The issue is how these big issues, which seem somewhat independent of race, are actually intricately tied to race and history.
So, most of us see ourselves as the product of our parents, and sometimes our grandparents. We rarely see how far back our familial traits and patterns go.
We are raised by our parents. We see their influence, both positive and negative, in everything we do. Sometimes we actively try to correct what we saw as shortcomings in them.
But really, it goes much, much further back.
Our parents were as influenced by their parents as we are by they.
And THEIR parents were as influenced by THEIR parents, and THEIR parents by THEIR parents, back and back and back.

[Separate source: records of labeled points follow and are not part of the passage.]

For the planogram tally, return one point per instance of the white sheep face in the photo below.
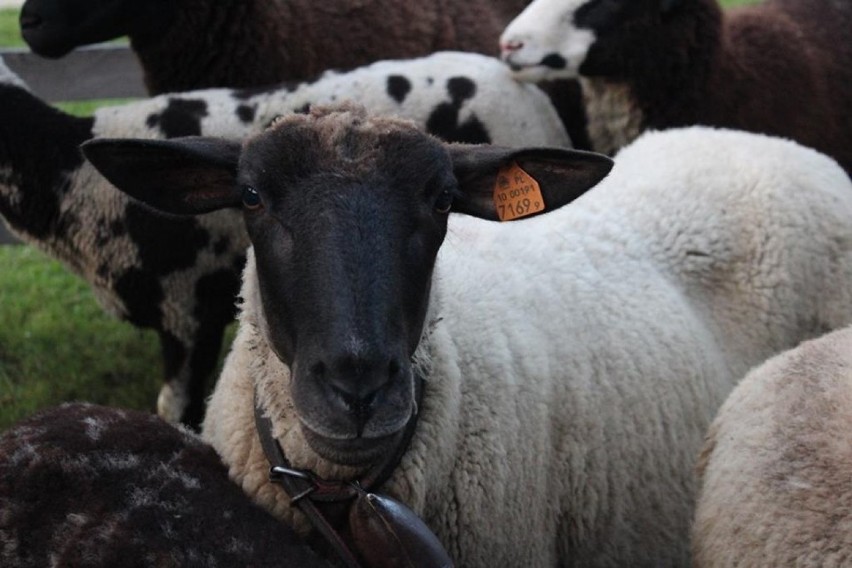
(544, 42)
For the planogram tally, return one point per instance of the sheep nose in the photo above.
(509, 46)
(359, 382)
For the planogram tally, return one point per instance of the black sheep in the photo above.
(783, 67)
(89, 486)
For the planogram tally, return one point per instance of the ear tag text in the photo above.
(516, 194)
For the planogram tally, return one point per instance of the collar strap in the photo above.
(326, 502)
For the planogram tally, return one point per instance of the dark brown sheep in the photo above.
(783, 67)
(86, 486)
(193, 44)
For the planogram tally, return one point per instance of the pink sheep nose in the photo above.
(511, 45)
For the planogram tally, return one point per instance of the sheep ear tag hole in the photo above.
(516, 193)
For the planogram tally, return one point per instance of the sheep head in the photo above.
(346, 214)
(52, 28)
(554, 39)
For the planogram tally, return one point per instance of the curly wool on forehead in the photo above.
(345, 131)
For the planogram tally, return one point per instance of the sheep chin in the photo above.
(353, 451)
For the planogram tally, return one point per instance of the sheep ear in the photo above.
(182, 176)
(487, 176)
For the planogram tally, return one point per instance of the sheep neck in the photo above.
(326, 503)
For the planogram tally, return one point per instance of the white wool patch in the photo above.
(94, 427)
(10, 77)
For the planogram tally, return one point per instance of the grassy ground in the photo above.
(56, 343)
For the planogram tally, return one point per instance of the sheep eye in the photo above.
(251, 198)
(444, 201)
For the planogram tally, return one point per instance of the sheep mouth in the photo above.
(352, 451)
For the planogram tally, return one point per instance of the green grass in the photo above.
(57, 344)
(10, 32)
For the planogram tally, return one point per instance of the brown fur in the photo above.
(246, 43)
(782, 68)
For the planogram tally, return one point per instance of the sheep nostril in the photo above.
(393, 370)
(28, 22)
(510, 46)
(318, 370)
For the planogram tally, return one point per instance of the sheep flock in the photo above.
(523, 283)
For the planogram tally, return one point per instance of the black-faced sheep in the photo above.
(776, 467)
(180, 276)
(570, 363)
(89, 486)
(193, 44)
(783, 67)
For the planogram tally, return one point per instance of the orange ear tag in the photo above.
(516, 194)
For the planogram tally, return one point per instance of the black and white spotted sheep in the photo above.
(87, 486)
(180, 276)
(778, 67)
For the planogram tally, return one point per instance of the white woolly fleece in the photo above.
(776, 465)
(575, 359)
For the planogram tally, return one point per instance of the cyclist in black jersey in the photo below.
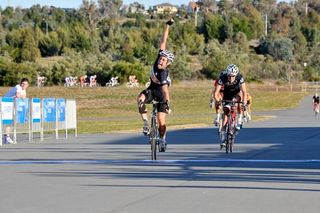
(158, 89)
(315, 98)
(234, 87)
(315, 101)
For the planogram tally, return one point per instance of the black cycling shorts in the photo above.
(156, 95)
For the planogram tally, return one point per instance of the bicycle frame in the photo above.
(154, 132)
(230, 129)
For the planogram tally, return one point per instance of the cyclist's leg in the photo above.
(239, 98)
(226, 110)
(218, 110)
(162, 124)
(144, 97)
(161, 116)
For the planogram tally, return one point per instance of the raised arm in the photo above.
(165, 35)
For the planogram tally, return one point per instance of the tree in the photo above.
(281, 49)
(50, 45)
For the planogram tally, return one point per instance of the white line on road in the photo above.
(12, 162)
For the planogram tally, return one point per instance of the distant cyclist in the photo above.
(158, 89)
(217, 104)
(248, 106)
(315, 101)
(234, 87)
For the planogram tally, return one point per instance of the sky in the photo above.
(76, 3)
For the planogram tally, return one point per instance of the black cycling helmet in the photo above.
(166, 53)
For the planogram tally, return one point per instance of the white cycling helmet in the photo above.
(167, 54)
(232, 70)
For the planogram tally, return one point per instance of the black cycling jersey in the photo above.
(230, 89)
(158, 77)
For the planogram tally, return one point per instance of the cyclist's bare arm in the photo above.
(165, 90)
(217, 97)
(164, 39)
(243, 88)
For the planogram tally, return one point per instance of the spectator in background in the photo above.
(19, 91)
(82, 80)
(93, 81)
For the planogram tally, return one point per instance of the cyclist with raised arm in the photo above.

In truth, all of us were not just raised by our parents... we were actually raised by generations worth of people, and by their experiences and biases and opportunities and expectations and parenting styles and all the rest of it.
And it isn't just personality and DNA and parenting style... it is generations worth of economic decisions, generations worth of education and the approach to it, generations worth of housing decisions... its everything.
Something that is often brushed off as "Well, it was so long ago!" or "Well, just take control of your life" is how powerful and genuine the past influences black American families. African Americans went through generations in which the nuclear family simply did not exist. It just didn't. Entire generations of people grew up without parents, without family, and often specifically without father figures, who were more often sold independently from children than women were. These intense and formative set of experiences were passed down, not genetically but culturally, for years and years.
When this cycle was broken in the late 1800s, you already had hundreds of years of this sort of cultural identity ingrained in so, so much of the African American population. While it certainly improved (how could it not?) it did not disappear, and things like the stressors of how African Americans were "welcomed" by the American economy (blacks not able to get high paying jobs, black not allowed to own businesses, blacks not able to afford decent housing, ) or treated by the American legal system (blacks not offered the same legal protections as white) did not help.
And it is important to remember how long life is, and how much people who are alive today have had passed down to them, and have seen THEMSELVES, and experienced, and then passed down. African Americans alive today faced a time when policemen were members of the KKK and helped lynch their fathers... African Americans alive today went to poor schools and had to fight to be allowed to go to the better, white schools... African Americans alive today were denied treatment at "white" hospitals and had to make do with poorer, "black" hospitals... African Americans alive today were denied loans to move to better homes, jobs that would provide better for their families, legal protections as they moved through the legal system, the ability to serve in their nation's armed forces beside white soldiers... and all of this not really because they were poor or uneducated, but also solely because of the color of their skin.
All of these experiences, these generations of cultural memory and patterns, are passed down from grandfather to father, from father to son. While individuals can strive to break patterns, to form new ones, to look beyond what is passed down, when you look at a culture as a whole you can see how much damage has been done to African American culture because of race.
There's a reason why African Americans face many issues that black people, as a world population, do not. It sucks, it is generations old, and it is likely impossible to eliminate.
But we sure as heck can work to minimize it as best we can, generation by generation.